There was a nice post on Hacknot this week called “Debugging 101” that covers approaches to debugging; However, what I found most memorable was the reminder that “debugging” still carries a connotation of “failure”.

I’ve certainly met guys who think that debugging is something “junior programmers” do, and I always feel sorry for them. If you’re afraid you might code a bug then you’re prematurely censoring your creativity. Now I’m not saying that you let your cat fill in your method definitions for the sake of art (even though my cat is quite handy with the keyboard), but rather that when you tinker and build things no one has built before, you need to keep an open mind and accept that your first attempt might not work — and that’s fine! You’ll learn something. You have to expand into new territory if you’re going to learn something new, and when you’re in that new territory the odds are pretty high that you’ll goof something up on your first go.
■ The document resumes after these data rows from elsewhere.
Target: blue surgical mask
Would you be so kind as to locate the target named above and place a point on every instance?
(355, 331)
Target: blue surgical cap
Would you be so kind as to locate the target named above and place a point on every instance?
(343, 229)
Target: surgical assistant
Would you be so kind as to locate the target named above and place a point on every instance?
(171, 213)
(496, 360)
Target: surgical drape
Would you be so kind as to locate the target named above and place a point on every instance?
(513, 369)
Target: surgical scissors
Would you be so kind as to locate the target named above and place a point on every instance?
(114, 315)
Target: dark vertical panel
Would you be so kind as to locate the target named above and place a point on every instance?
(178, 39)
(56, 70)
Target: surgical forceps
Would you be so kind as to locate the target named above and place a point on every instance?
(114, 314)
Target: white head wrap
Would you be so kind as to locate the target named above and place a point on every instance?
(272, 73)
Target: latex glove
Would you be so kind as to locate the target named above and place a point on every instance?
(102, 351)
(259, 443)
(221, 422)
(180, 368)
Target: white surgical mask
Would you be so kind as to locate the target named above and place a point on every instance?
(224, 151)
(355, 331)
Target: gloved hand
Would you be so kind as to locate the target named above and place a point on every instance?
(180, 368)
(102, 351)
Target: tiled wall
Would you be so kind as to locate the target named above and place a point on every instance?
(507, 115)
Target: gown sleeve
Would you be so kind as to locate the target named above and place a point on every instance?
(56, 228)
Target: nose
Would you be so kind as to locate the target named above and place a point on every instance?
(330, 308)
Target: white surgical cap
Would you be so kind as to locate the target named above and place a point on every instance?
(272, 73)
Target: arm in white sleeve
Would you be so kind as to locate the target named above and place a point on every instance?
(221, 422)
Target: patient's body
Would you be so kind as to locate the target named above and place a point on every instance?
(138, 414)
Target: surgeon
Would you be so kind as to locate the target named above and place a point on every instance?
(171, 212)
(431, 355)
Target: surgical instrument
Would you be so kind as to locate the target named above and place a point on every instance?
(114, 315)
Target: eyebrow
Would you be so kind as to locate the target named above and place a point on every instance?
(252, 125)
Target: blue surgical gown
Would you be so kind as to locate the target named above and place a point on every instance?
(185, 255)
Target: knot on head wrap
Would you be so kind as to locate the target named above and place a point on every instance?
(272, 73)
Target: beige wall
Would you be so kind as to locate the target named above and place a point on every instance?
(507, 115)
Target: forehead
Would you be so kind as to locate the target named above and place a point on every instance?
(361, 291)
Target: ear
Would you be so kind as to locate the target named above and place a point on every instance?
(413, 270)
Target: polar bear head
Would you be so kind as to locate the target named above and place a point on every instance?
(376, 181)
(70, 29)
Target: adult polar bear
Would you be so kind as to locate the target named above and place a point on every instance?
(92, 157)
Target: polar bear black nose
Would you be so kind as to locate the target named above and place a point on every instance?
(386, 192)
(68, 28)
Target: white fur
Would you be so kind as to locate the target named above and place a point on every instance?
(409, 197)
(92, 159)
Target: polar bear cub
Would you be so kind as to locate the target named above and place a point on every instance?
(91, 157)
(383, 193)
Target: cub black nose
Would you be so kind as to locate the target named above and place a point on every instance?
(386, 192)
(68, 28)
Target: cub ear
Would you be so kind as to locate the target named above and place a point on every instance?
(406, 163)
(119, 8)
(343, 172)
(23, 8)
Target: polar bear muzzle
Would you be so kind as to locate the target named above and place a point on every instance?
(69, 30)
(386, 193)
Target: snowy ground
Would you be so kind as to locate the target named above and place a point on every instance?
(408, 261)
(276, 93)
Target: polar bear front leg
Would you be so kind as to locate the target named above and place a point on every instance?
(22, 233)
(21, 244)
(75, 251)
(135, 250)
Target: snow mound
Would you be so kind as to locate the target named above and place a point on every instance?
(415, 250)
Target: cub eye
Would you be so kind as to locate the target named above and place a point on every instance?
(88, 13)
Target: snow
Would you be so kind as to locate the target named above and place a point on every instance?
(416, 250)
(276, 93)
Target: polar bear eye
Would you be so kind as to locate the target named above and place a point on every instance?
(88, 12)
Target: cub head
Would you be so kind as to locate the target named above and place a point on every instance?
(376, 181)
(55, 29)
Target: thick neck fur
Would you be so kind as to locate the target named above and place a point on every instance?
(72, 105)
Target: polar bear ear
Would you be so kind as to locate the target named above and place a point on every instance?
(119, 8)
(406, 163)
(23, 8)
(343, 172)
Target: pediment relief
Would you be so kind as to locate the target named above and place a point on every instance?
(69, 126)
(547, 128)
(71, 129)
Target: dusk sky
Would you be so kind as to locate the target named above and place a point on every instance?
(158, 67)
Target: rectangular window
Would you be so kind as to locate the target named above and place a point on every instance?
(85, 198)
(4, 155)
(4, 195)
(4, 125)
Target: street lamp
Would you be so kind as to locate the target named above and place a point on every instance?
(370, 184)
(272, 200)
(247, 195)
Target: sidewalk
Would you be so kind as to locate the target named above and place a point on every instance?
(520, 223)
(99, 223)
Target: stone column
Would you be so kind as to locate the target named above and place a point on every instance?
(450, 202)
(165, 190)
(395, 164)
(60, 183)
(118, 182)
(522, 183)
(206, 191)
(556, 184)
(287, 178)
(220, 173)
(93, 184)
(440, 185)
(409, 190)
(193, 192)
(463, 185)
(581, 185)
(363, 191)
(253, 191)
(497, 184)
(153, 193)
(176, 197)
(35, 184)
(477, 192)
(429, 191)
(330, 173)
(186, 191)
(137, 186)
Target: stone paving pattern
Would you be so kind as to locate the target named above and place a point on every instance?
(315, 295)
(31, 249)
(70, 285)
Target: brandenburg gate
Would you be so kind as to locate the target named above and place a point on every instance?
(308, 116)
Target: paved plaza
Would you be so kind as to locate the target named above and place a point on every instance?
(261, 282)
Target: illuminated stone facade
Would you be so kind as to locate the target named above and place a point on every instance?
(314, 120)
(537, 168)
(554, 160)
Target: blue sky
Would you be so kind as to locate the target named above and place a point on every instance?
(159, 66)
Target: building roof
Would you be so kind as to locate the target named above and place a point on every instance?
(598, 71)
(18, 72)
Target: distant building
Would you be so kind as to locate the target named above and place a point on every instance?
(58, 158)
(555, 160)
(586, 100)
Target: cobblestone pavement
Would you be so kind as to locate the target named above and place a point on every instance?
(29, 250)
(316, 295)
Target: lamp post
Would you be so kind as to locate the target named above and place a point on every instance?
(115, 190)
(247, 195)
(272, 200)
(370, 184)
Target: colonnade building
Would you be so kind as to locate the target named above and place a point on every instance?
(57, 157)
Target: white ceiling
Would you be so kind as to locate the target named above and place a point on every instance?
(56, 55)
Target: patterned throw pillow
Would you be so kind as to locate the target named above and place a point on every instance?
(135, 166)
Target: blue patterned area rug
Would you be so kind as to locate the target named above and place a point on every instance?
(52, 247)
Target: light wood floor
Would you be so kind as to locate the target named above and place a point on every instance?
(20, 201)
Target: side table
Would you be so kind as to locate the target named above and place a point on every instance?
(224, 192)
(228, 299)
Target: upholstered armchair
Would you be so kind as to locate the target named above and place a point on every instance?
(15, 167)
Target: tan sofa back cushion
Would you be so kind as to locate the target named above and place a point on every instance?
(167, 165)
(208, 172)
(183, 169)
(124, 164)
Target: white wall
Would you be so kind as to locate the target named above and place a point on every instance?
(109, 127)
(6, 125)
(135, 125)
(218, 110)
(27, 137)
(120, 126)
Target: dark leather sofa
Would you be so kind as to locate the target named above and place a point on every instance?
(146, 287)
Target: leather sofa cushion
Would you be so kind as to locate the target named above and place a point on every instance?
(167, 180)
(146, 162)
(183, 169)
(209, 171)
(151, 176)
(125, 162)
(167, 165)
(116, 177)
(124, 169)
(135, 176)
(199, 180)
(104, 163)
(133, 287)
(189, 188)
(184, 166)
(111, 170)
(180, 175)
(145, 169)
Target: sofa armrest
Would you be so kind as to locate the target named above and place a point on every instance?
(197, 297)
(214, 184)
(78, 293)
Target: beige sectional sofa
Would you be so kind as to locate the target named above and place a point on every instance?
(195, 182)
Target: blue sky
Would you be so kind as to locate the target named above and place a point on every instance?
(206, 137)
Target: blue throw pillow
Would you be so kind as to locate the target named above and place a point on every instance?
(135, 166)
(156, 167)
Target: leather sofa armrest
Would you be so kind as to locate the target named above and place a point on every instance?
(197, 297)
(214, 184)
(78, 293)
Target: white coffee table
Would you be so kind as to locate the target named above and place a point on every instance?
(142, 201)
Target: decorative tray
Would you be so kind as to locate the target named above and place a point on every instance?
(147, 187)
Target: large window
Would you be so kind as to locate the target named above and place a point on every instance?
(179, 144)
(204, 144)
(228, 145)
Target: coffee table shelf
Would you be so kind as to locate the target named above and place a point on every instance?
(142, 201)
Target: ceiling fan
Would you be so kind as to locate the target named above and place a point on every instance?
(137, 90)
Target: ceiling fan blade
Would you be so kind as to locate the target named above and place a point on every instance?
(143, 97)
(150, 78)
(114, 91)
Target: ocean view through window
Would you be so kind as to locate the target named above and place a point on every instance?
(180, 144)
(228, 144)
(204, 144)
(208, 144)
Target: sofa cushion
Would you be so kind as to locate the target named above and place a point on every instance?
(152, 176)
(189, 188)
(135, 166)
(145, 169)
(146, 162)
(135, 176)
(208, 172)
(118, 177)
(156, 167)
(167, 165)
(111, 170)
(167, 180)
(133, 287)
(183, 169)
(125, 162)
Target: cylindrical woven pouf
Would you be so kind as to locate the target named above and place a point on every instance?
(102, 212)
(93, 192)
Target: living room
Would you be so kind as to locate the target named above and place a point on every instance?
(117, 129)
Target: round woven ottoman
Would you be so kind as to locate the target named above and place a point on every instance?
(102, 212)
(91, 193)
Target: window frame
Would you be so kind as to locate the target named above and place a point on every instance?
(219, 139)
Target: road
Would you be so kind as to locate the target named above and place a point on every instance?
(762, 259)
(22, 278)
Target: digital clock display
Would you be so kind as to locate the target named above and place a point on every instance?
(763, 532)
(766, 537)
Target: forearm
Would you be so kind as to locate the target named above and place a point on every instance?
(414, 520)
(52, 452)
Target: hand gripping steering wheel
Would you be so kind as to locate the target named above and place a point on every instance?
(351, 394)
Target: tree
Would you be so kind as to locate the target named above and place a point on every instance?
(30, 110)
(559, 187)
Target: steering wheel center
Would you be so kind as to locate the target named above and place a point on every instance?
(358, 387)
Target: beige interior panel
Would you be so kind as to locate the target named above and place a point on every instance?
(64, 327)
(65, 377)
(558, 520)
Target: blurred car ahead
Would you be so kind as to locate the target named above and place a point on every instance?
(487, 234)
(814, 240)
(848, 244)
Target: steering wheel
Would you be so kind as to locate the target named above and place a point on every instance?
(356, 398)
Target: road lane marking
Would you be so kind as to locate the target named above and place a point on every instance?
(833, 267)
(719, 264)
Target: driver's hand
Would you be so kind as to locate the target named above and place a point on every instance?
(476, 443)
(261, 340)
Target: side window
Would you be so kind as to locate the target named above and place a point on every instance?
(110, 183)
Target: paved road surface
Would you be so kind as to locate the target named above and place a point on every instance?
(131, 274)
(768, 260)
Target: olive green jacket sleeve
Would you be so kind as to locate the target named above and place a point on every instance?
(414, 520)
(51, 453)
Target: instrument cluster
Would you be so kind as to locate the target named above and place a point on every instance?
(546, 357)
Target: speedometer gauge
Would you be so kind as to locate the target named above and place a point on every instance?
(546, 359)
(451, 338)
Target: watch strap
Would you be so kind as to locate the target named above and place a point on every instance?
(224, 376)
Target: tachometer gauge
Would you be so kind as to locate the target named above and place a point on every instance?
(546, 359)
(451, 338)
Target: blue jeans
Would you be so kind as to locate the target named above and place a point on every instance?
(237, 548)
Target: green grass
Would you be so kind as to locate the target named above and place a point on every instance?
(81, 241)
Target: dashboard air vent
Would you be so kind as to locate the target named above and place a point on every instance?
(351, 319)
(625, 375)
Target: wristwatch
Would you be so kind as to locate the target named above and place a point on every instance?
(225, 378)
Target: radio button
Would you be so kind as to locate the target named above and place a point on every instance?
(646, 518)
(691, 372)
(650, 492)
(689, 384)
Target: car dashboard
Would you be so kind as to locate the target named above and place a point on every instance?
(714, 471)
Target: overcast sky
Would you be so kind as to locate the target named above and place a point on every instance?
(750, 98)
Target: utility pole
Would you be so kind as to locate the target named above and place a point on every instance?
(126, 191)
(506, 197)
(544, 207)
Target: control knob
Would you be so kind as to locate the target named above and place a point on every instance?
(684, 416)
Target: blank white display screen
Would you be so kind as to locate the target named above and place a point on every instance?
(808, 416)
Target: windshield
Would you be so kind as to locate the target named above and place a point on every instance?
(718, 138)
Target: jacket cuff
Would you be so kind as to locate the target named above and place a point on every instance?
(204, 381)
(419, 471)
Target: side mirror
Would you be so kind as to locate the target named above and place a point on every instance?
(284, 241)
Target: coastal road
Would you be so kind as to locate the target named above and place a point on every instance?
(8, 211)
Back to the topic at hand, I was a little disappointed that the article only covered old-school approaches to debugging (ie., nothing new.) I talk to a lot of mobile application developers as part of the day-job, and “better debugging tools” is one of the most frequent request I hear. My follow-up is generally, “what exactly would help you debug better?” — and sadly, the answer tends to be “uh… I’m not sure. I generally just put ‘print’statements into to code.”

So going beyond print statements and chatting up the wooden Indian, what would help you debug mobile applications?